Wildlife conservation is not static.
New challenges continuously emerge:
- Poaching networks become organised and transnational
- Species decline patterns change
- International conservation obligations evolve
- Conflicts with local communities intensify
👉 Therefore, the Wild Life (Protection) Act, 1972 has been periodically amended to stay relevant.
Amendments to WPA till 2021: Evolution in Phases
The Act has been amended seven times:
1982, 1986, 1991, 1993, 2002, 2006, and 2013.
Instead of memorising years, UPSC expects you to understand the direction of change.
(a) WPA Amendment, 1982 – Scientific Wildlife Management
This amendment:
- Allowed capture and transportation of wild animals
- Only for scientific management of animal populations
📌 Why was this needed?
- Overpopulation of certain species
- Need for:
- Relocation
- Veterinary treatment
- Habitat management
👉 This marked a shift from absolute protection to scientific conservation.
(b) WPA Amendment, 2002 – Institutional Strengthening
This amendment introduced:
- The National Board for Wildlife (NBWL)
📌 Significance:
- Wildlife governance became policy-driven
- Clearance of projects in protected areas now required apex-level scrutiny
👉 This amendment strengthened decision-making structures, not just penalties.

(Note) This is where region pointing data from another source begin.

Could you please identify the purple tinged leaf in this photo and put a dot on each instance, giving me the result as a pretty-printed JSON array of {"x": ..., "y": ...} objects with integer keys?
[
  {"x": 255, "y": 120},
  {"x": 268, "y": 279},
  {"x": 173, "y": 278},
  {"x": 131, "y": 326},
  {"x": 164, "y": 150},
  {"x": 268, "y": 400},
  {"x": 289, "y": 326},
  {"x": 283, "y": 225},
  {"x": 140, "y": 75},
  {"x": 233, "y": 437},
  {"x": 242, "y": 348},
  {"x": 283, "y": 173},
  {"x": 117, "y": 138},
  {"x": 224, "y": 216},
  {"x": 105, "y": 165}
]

(c) WPA Amendment, 2006 – Species-Specific and Crime-Focused Conservation
This was a turning point amendment.
It introduced:
- National Tiger Conservation Authority (NTCA)
- Wildlife Crime Control Bureau (WCCB)
📌 Why was this necessary?
- Tigers were facing near-extinction
- Wildlife crime had become:
- Organised
- Cross-border
- Linked to global illegal trade
👉 Conservation now addressed both species protection and crime control.
(d) WPA Amendment, 2013 – Community and Tribal Sensitivity
This amendment:
- Protected traditional hunting rights of Scheduled Tribes
- Applicable specifically to Andaman and Nicobar Islands
📌 UPSC Insight:
This reflects an important constitutional balance between:
- Article 29 (cultural rights)
- Article 48A & 51A(g) (environmental protection)
👉 Wildlife law began recognising indigenous lifestyles, not just wildlife numbers.
Wild Life (Protection) Amendment Act, 2022
The Wild Life (Protection) Amendment Act represents a modernisation of wildlife law in line with international commitments and domestic realities.
Let us understand its core objectives, not just provisions.
Key Objectives of the WPA Amendment Act, 2022
(a) Implementing India’s Obligations under CITES
India is a signatory to the Convention on International Trade in Endangered Species of Wild Fauna and Flora.
📌 CITES Objective:
- Regulate international trade in endangered species
- Ensure trade does not threaten survival of species
👉 The 2022 amendment aligns Indian law with global conservation governance.
(b) Rationalisation of Schedules
Earlier:
- Six schedules with overlapping and outdated entries
Now:
- Schedules are rationalised
- Better alignment with:
- Conservation status
- Scientific classification
📌 This improves:
- Clarity
- Enforcement
- Species-specific protection
(c) Strengthening Protection of Endangered Species
The amendment:
- Enhances legal protection for:
- Critically endangered species
- Threatened flora and fauna
👉 These addresses:
- Poaching
- Illegal trade
- Habitat loss
(d) Better Management of Protected Areas
The amendment aims to:
- Improve governance of:
- National Parks
- Sanctuaries
- Conservation reserves
📌 Focus is on:
- Scientific planning
- Monitoring
- Accountability
(e) Benefits to Local and Tribal Communities
Unlike older conservation models, the 2022 amendment recognises:
- Role of local communities as conservation partners
- Need to:
- Reduce human–wildlife conflict
- Provide livelihood support
- Ensure participatory conservation
👉 This reflects the shift from “fortress conservation” to “inclusive conservation.”
Big Picture: How WPA Has Evolved
Let us see the trajectory clearly:
- 1972 → Species protection & hunting ban
- 1982 → Scientific management
- 2002 → Institutional governance
- 2006 → Tiger conservation & crime control
- 2013 → Tribal sensitivity
- 2022 → Global alignment + community-centric conservation
👉 This evolution mirrors India’s journey from protection → management → participation → global responsibility.